8. A knowledge recommendation system based on scene awareness and dynamic permissions, characterized in that, The system includes: The acquisition module is used to acquire all documents in the knowledge base and the security level of the documents, and to establish a mapping relationship between the keywords in the documents and the similarity between the page scene; The list generation module is used to obtain the user's query intent and the user's permission level, select target documents according to the query intent and the mapping relationship, sort the target documents, and generate an initial recommendation list; The judgment module sequentially determines whether the security level of each target document in the initial recommendation list is greater than the user's permission level; if so, it continues to determine whether the target document is a top secret document. The first response module, in response to the fact that the target document is a top-secret document, removes the top-secret document from the initial recommendation list; The second response module, in response to the fact that the target document is not a top-secret document, hides the entity content in the target document in the initial recommendation list and generates a masked document.

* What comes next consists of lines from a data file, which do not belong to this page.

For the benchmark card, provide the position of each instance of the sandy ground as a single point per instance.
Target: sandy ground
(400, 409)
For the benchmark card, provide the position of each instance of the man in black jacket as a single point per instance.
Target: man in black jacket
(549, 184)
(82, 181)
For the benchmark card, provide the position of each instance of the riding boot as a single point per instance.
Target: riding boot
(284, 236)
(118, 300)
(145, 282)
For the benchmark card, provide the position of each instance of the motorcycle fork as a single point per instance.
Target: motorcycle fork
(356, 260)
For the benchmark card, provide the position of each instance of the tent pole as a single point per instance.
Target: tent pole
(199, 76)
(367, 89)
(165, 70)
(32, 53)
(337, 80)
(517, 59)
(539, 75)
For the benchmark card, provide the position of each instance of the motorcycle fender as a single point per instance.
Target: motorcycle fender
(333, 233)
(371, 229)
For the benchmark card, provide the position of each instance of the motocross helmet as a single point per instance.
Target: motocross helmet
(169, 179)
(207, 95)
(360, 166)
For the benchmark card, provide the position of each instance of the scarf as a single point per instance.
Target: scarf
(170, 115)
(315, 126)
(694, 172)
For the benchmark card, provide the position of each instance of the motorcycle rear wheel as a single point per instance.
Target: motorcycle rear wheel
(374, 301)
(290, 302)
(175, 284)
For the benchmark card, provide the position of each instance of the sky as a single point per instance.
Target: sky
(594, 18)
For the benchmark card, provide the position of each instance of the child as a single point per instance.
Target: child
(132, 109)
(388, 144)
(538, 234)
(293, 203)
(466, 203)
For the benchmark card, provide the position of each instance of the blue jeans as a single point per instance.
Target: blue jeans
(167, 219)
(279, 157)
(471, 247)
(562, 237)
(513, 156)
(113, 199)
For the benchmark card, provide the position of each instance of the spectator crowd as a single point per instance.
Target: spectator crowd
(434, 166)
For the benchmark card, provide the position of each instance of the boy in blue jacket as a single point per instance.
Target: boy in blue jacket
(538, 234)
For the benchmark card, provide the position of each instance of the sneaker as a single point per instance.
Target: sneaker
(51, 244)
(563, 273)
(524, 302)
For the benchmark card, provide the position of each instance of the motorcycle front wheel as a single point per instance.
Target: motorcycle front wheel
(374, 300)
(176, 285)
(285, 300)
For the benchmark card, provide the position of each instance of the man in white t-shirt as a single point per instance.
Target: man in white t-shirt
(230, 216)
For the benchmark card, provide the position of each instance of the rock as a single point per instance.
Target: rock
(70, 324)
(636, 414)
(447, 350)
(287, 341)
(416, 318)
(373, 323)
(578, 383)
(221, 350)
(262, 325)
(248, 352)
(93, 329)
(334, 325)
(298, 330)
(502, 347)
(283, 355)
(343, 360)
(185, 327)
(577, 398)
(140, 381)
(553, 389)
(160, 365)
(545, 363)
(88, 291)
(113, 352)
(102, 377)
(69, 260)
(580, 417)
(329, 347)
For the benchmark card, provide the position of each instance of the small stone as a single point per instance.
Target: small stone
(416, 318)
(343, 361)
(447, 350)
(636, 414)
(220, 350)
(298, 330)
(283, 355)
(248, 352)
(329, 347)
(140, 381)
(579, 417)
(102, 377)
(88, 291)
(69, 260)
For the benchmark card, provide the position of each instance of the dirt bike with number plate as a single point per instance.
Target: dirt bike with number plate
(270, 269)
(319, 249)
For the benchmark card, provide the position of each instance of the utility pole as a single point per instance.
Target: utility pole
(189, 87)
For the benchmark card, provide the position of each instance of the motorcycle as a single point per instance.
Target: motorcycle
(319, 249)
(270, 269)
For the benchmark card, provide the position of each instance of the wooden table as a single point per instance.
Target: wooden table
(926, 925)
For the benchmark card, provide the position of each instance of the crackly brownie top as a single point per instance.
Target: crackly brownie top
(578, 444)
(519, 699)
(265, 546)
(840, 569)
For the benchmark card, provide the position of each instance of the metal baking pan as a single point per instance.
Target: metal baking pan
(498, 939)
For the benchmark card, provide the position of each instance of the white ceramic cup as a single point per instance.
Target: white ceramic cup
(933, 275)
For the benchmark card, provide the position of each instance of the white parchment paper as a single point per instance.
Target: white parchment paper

9. The knowledge recommendation system based on scene awareness and dynamic permissions according to claim 8, the system further includes: The front-end interaction layer and the server are configured to obtain a multi-dimensional context request tensor when a user accesses a page, and send the multi-dimensional context to the server. The server-side includes a feature extraction module, a hybrid sorting engine, and a dynamic desensitization rendering engine; The feature extraction module is used to parse the multidimensional context request tensor to generate the user's identity identifier, the user's permission level, the user's historical behavior sequence, and the keywords of the query statement entered by the user; The hybrid sorting module is used to perform preliminary detection in the knowledge base based on the query statement in the query intent and the mapping relationship, generate a candidate document set, calculate the confidence score of the target document in the candidate document set, and arrange the documents in order according to the confidence score of the target document to generate the initial recommendation list. The dynamic desensitization rendering engine is used to locate sensitive nodes that need to be masked in the non-top-secret target document using real-time naming recognition technology, and replace the sensitive nodes using execution character stream masking to generate the masked document; The data storage layer includes a graph database and a document object storage, wherein the graph database stores the mapping relationship and the document object storage stores the documents.

10. An electronic device, characterized in that, include: Processor and memory; The memory stores a computer program that, when executed by the processor, causes the processor to perform the steps of the knowledge recommendation method based on scene awareness and dynamic permissions as described in any one of claims 1 to 7.